For more than a decade, she served as a medical epidemiologist and team lead at the CDC, most recently heading the Respiratory Virus Hospitalization Surveillance Network (RESP-NET)—a surveillance system that tracks hospitalizations for COVID-19, RSV and influenza across the country to inform vaccine policy and public health strategy. Her work has been featured in numerous Morbidity and Mortality Weekly Reports and peer-reviewed publications that helped shape vaccination recommendations and clinical guidance.
But in June 2025, Dr. Havers made the difficult decision to resign from the agency she had served for years. Her resignation came amid a controversial overhaul of CDC leadership and advisory structures under Health and Human Services Secretary Robert F. Kennedy Jr.—including the mass dismissal of all 17 members of the CDC’s independent Advisory Committee on Immunization Practices (ACIP) and the revision of longstanding vaccine recommendations, such as removing guidance for COVID-19 vaccination in healthy children and pregnant women. These changes undermined the scientific basis of national vaccine policy and disrupted nearly a century of evidence-based practice.
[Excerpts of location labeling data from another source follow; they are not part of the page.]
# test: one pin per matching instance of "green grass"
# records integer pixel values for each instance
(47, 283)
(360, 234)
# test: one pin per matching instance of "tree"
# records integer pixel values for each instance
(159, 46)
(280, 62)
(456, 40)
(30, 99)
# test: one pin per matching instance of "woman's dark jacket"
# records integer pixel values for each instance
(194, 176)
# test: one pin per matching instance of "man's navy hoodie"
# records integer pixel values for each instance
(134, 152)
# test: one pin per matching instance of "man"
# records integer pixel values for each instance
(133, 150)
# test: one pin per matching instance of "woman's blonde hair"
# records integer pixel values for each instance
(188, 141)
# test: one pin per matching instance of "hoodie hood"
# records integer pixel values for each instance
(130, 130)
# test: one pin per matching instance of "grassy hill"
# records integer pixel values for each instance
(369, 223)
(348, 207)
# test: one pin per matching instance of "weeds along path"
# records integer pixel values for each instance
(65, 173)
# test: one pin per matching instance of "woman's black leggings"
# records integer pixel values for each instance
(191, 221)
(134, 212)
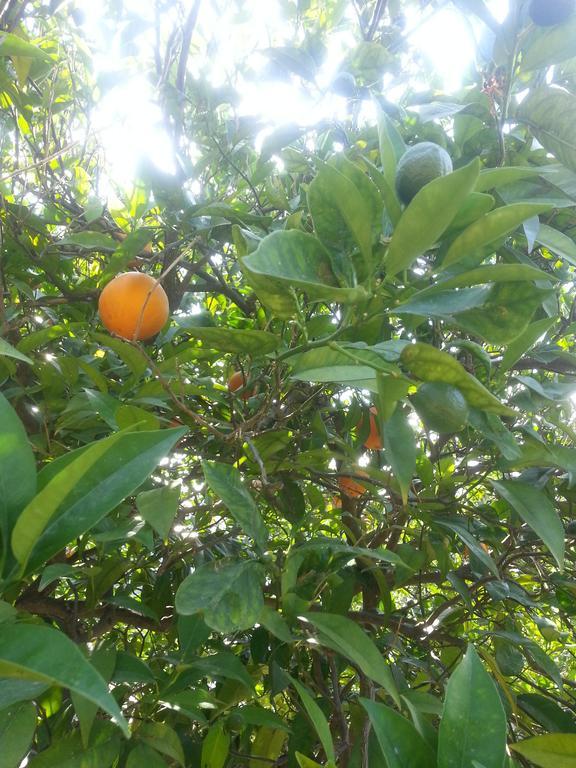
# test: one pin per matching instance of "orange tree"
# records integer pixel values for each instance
(185, 578)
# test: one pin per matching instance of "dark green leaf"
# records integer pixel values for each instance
(159, 507)
(7, 350)
(400, 446)
(428, 216)
(215, 747)
(291, 259)
(316, 716)
(472, 698)
(550, 113)
(489, 229)
(537, 510)
(164, 739)
(17, 469)
(228, 594)
(239, 342)
(400, 742)
(552, 750)
(85, 490)
(47, 655)
(17, 726)
(226, 482)
(430, 364)
(345, 206)
(346, 637)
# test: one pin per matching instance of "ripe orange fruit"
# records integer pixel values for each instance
(373, 442)
(351, 487)
(237, 381)
(133, 306)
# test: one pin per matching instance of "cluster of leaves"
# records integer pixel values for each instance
(181, 564)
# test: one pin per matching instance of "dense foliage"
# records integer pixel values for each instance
(198, 574)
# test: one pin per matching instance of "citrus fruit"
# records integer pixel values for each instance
(373, 441)
(351, 487)
(238, 381)
(418, 166)
(549, 13)
(133, 306)
(441, 407)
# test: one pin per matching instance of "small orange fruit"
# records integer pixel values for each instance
(134, 306)
(351, 487)
(238, 381)
(373, 442)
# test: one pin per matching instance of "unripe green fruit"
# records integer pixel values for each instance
(418, 166)
(549, 13)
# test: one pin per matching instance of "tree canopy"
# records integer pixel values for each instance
(324, 516)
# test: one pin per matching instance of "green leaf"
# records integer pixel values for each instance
(41, 653)
(252, 714)
(345, 206)
(130, 355)
(307, 762)
(317, 717)
(490, 273)
(525, 342)
(13, 45)
(83, 491)
(459, 526)
(17, 470)
(537, 510)
(400, 447)
(69, 752)
(226, 482)
(17, 726)
(164, 739)
(135, 419)
(493, 178)
(159, 507)
(552, 750)
(430, 364)
(267, 746)
(547, 713)
(471, 699)
(347, 638)
(490, 228)
(400, 742)
(13, 690)
(474, 206)
(293, 259)
(7, 350)
(228, 594)
(428, 216)
(103, 660)
(505, 314)
(249, 342)
(560, 244)
(550, 113)
(348, 364)
(144, 755)
(225, 665)
(92, 241)
(545, 47)
(391, 147)
(215, 747)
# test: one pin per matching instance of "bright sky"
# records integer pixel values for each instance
(129, 122)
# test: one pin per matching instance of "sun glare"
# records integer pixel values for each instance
(128, 121)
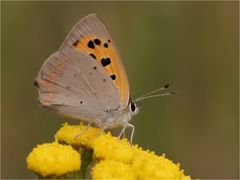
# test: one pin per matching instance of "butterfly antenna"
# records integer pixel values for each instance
(154, 95)
(154, 91)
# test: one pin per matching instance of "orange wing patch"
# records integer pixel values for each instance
(104, 52)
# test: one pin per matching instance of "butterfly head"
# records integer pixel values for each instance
(134, 107)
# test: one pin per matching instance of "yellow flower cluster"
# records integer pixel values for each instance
(118, 159)
(77, 135)
(113, 158)
(53, 159)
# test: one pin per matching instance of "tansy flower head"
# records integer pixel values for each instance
(109, 147)
(77, 135)
(109, 169)
(106, 157)
(148, 165)
(53, 159)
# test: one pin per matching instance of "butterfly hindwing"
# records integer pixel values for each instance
(73, 83)
(91, 36)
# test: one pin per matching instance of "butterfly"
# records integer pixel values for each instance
(86, 79)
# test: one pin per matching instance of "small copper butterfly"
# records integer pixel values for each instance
(85, 79)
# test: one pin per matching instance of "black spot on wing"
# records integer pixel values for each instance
(105, 62)
(76, 43)
(105, 45)
(97, 41)
(113, 77)
(91, 44)
(36, 83)
(93, 56)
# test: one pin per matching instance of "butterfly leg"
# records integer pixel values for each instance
(83, 130)
(133, 128)
(122, 131)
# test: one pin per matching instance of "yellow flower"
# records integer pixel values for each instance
(77, 135)
(106, 157)
(53, 159)
(148, 165)
(109, 147)
(109, 169)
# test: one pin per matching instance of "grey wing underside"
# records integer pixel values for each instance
(74, 84)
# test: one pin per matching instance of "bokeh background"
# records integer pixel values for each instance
(191, 45)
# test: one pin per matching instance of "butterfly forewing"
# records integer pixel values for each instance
(73, 83)
(91, 36)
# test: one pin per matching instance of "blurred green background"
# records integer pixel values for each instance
(191, 45)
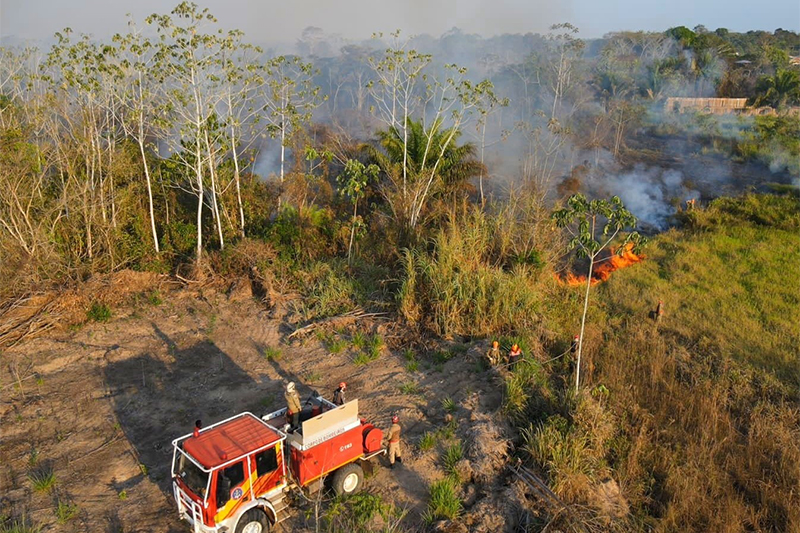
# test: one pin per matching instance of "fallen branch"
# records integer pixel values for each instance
(357, 314)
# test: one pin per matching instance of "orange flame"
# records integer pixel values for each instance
(602, 271)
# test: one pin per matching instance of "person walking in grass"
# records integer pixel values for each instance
(514, 356)
(493, 354)
(394, 442)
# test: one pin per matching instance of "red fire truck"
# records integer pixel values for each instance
(234, 476)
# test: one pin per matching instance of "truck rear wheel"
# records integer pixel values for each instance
(348, 479)
(253, 521)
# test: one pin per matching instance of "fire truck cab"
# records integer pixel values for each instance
(234, 476)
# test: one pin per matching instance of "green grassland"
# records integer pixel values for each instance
(698, 420)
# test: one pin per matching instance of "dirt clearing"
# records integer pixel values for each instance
(88, 413)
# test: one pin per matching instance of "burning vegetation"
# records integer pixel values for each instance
(602, 271)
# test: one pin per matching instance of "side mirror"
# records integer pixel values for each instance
(223, 490)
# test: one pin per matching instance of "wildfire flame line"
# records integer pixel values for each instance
(602, 271)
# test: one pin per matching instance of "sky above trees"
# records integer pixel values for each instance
(275, 21)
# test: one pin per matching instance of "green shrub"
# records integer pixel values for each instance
(98, 312)
(19, 526)
(358, 340)
(448, 405)
(42, 480)
(471, 282)
(444, 502)
(271, 353)
(66, 511)
(409, 387)
(336, 345)
(452, 455)
(427, 441)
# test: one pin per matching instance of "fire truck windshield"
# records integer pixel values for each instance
(190, 473)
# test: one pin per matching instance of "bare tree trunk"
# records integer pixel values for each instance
(214, 204)
(583, 325)
(236, 179)
(200, 192)
(149, 190)
(352, 232)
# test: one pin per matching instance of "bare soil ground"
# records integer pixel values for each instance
(98, 404)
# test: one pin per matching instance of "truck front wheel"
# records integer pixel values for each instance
(253, 521)
(348, 479)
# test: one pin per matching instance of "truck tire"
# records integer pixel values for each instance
(348, 479)
(253, 521)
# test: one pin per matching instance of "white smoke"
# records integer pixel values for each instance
(652, 194)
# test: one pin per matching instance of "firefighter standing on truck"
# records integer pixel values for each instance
(293, 406)
(394, 442)
(338, 394)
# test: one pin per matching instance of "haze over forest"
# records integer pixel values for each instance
(273, 23)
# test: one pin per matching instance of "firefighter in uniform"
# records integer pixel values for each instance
(394, 442)
(514, 356)
(338, 394)
(493, 354)
(293, 406)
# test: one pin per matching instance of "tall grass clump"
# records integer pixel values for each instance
(99, 312)
(705, 432)
(564, 453)
(452, 455)
(19, 526)
(328, 290)
(42, 480)
(443, 502)
(469, 284)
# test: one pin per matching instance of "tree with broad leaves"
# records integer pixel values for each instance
(583, 219)
(353, 183)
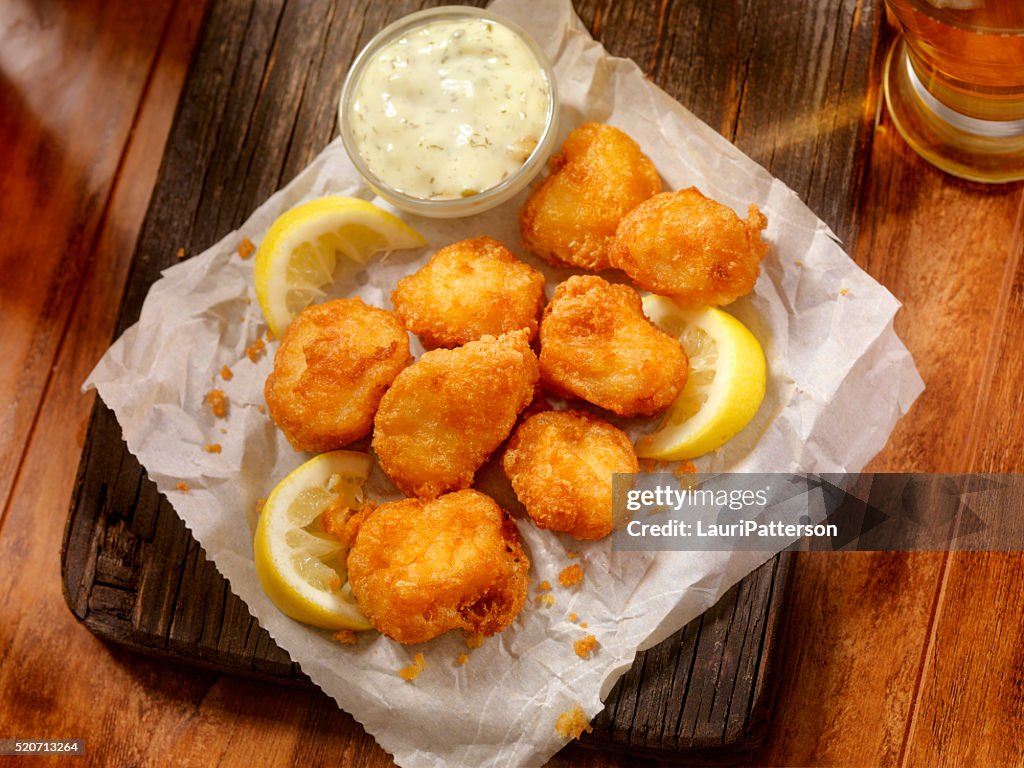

In interviews with major media outlets, Dr. Havers made clear that her resignation was not only about policy disagreement—it was about the defense of the scientific process itself. She expressed deep concern that data collected by her team would no longer be used objectively or evaluated with appropriate scientific integrity to inform vaccine decisions, a problem she saw as potentially endangering public health.
Against this backdrop of political pressure, institutional upheaval and genuine concern among CDC scientists, Dr. Havers gave an interview to the World Socialist Web Site. What follows is an edited version of that discussion, in which she reflects on her career, her decision to resign and what she believes is at stake for the future of vaccine science and public health in the United States.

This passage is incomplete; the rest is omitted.